Et, avant que lord Arthur fût revenu de sa surprise d’avoir été reconnu, il se trouvait assis dans l’arrière-salle, buvait à petits traits le plus délicieux Marcobrünner dans une coupe jaune pâle marquée aux monogrammes impériaux et bavardait de la façon la plus amicale qu’il fût possible avec le fameux conspirateur.

– Des horloges à exploseur, dit Herr Winckelkopf, ne sont pas de très bons articles pour l’exportation à l’étranger, même lorsque l’on réussit à les faire passer à la douane. Le service des trains est si irrégulier que, d’ordinaire, elles explosent avant d’être arrivées à destination. Si, cependant, vous avez besoin de quelqu’un de ces engins pour un usage intérieur, je puis vous fournir un excellent article et vous garantir que vous serez satisfait du résultat. Puis-je vous demander à quel usage vous le destinez. Si c’est pour la police ou pour quelqu’un qui touche en quoi que ce soit à Scotland Yard, j’en suis désolé, mais je ne puis rien faire pour vous. Les détectives anglais sont vraiment nos meilleurs amis. J’ai toujours constaté qu’en tenant compte de leur stupidité nous pouvons faire absolument tout ce que nous voulons  je ne voudrais toucher à un cheveu de la tête d’aucun d’eux.

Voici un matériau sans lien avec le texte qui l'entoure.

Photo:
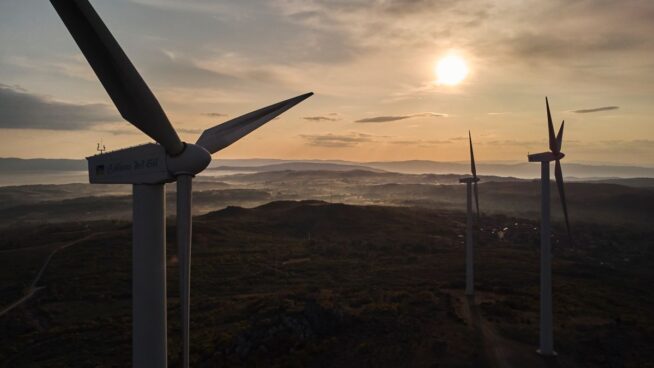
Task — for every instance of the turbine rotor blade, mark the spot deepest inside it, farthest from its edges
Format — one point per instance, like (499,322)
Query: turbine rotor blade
(472,158)
(550,128)
(559,137)
(477,204)
(125,87)
(184,236)
(559,183)
(222,135)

– Je vous assure, repartit lord Arthur, que cela n’a rien à faire avec la police. En réalité, le mouvement d’horlogerie est destiné au doyen de Chichester.

– Eh là ! Eh là ! Je n’avais nulle idée que vous soyez si prononcé en matière de religion, lord Arthur. Les jeunes gens d’aujourd’hui ne s’échauffent guère là-dessus.

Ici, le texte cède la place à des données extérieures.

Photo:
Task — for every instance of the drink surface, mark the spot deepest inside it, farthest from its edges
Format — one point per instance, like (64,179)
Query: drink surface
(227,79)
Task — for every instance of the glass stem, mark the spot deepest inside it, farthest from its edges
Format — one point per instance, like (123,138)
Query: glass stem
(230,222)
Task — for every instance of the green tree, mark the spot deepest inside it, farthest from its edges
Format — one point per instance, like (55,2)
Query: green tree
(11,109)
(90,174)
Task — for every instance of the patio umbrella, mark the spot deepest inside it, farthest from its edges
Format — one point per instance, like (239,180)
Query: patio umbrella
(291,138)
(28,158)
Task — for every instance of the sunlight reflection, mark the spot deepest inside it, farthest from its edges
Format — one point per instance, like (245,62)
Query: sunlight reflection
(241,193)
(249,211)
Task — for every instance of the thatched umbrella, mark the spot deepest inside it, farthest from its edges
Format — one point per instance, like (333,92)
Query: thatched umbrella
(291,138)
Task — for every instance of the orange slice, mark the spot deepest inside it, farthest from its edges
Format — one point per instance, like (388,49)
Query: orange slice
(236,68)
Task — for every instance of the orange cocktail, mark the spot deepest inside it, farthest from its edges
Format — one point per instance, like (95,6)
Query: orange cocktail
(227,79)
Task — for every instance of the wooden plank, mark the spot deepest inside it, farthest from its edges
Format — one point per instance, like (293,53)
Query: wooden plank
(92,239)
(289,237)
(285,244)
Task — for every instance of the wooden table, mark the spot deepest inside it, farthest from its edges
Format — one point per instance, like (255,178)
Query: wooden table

– Je crois que vous me prisez trop, Herr Winckelkopf, dit lord Arthur en rougissant. Le fait est que je suis absolument ignorant en théologie.

– Alors c’est une affaire tout à fait personnelle.

– Tout à fait.

Herr Winckelkopf haussa les épaules et quitta la salle.

Quatre minutes après, il reparut avec un gâteau rond de dynamite de la dimension d’un penny et une jolie petite horloge française surmontée d’une figurine de la Liberté piétinant l’hydre du Despotisme.

Le visage de lord Arthur s’éclaira à cette vue.

– Voilà tout à fait ce qu’il me faut. Maintenant apprenez-moi comment elle explose.

– Ah ! ceci est mon secret, répondit Herr Winckelkopf, contemplant son invention avec un juste regard d’orgueil. Dites-moi seulement quand vous désirez qu’elle explose et je réglerai le mécanisme pour l’heure indiquée.

– Bon ! aujourd’hui c’est mardi, et si vous pouvez me l’expédier tout de suite…

– C’est impossible. J’ai un tas de travaux, une besogne très importante pour certains amis de Moscou.

– Oh ! il sera encore temps si elle est remise demain soir ou jeudi matin.